Reject Farrakhan while supporting black aspirations

There is a side to the African American community that we tend to overlook. The dramatic plight and mass of the black under-class preoccupies us, properly enough. But upwards of four out of 10 African Americans qualify as middle class.

To begin with, that means they have professional, white-collar or skilled blue-collar occupations. But it also identifies some of their values and aspirations.

It is of particular importance for Jews to understand this phenomenon. Louis Farrakhan's march on Washington, for example, largely consisted of middle-class men. That is both ominous and encouraging.

After all, Jews have learned the hard way about the principle of the "poisoned good," sometimes known as the "rat-poison" rule for measuring leaders. It is well known that rat poison can consist of about 90 percent good corn and 10 percent strychnine. But no one says that because rat poison contains mostly good things, we should therefore ignore the small amount of bad. To do so would be fatal at the dinner table, and it is fatal in politics.

Not all rascals or wrong-minded politicians qualify under the rat-poison rule, but when they do, their leadership has to be 100 percent rejected despite their 90 percent good statements or deeds. For that reason, although agreeing with much they had to say, mainstream Republican leaders totally rejected David Duke and mainstream Jewish leaders totally rejected Meir Kahane.

Both men crossed a line of malevolence: They attempted to reduce the humanity of other groups and whip up hatred against those groups as a whole. Overt racism is one line in the human sand that we cannot allow a political leader to cross. There are special evil and destructive consequences. Louis Farrakhan has clearly crossed that line.

On the other hand, to a large extent, the African American men who gathered in Washington, D.C., were middle class or middle-class oriented. They want to succeed. They want to be independent of government aid. They want to fight drug-infested neighborhoods and the dissolution of the family.

In fact, most of those displaying that middle-class consciousness want to be integrated, that old civil rights word. They know that is the only way they can make it. But they want to help each other toward that goal by dealing with each other, buying from each other, helping each other's businesses. That is one way they can help their whole community rise, including those less fortunate than themselves. And that is the way all large immigrant groups have operated in America, including Jews.

That is the good in Farrakhan's message, without the poison.

However, his message is laced with poison, and for that reason, he must be 100 percent rejected and shunned, lest his strychnine becomes mixed with everyone's corn.
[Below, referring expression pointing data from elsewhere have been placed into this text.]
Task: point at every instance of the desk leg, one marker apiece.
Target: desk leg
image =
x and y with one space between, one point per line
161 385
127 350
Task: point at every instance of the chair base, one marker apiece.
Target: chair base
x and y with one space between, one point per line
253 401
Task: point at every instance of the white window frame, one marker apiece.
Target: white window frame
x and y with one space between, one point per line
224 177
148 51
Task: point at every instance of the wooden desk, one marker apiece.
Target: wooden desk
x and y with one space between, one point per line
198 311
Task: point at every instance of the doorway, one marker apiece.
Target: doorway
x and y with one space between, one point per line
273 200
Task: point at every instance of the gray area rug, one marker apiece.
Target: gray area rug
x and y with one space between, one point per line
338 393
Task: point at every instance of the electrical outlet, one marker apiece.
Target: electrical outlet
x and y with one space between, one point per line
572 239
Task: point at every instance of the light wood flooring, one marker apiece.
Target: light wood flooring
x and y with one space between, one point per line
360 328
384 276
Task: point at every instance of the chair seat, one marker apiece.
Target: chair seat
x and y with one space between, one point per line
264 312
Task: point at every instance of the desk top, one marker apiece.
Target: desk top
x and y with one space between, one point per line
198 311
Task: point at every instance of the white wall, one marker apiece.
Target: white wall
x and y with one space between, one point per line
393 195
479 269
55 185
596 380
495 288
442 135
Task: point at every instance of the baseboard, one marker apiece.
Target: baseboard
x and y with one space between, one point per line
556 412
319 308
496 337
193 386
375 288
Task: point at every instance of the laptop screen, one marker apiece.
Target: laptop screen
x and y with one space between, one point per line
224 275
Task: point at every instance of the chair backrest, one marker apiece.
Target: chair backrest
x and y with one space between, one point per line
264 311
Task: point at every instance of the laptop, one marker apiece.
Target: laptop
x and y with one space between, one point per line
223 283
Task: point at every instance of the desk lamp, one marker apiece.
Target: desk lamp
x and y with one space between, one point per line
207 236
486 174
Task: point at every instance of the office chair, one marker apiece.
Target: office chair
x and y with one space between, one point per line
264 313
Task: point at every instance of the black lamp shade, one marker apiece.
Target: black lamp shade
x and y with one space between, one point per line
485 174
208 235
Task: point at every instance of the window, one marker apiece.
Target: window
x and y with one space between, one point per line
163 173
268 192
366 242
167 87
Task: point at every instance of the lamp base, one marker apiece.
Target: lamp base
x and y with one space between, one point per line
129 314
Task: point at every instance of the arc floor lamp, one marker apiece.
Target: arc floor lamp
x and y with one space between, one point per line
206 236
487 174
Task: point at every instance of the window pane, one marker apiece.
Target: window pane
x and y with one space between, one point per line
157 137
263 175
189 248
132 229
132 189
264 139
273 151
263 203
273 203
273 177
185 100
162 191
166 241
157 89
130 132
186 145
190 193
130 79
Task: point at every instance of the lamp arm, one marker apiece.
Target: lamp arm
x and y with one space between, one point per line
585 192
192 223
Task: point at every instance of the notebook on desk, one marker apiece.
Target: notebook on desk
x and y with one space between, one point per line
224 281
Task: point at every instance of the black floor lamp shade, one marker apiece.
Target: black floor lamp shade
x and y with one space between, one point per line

But we cannot stop at that rejection.

The solid aspirations of the African American middle class, which has grown so substantially since the civil rights revolution, and was expressed by so many in Washington, must be encouraged. When the Latino and Asian American middle class make it, they tend to fit into mainstream America. But the black middle class is still more segregated and self-segregated because of the uniquely tragic and perverse history between them and America. And they are still weighed down by the continuing misery in the ghettoes that they escaped.

Few middle class blacks have yet swallowed Farrakhan's poison, but they could someday if the reasons for their alienation are not lightened. More of them could swallow that poison if we smear them all prematurely with the tar of Farrakhanism or, conversely, if we become afraid to insist on the reasons for rejecting Farrakhan 100 percent.

That is why many Jewish agencies have supported most of the aspirations of the marchers while simultaneously rejecting the march's founder. The stability of the African American middle class is so important to the American future that we must walk that difficult tightrope.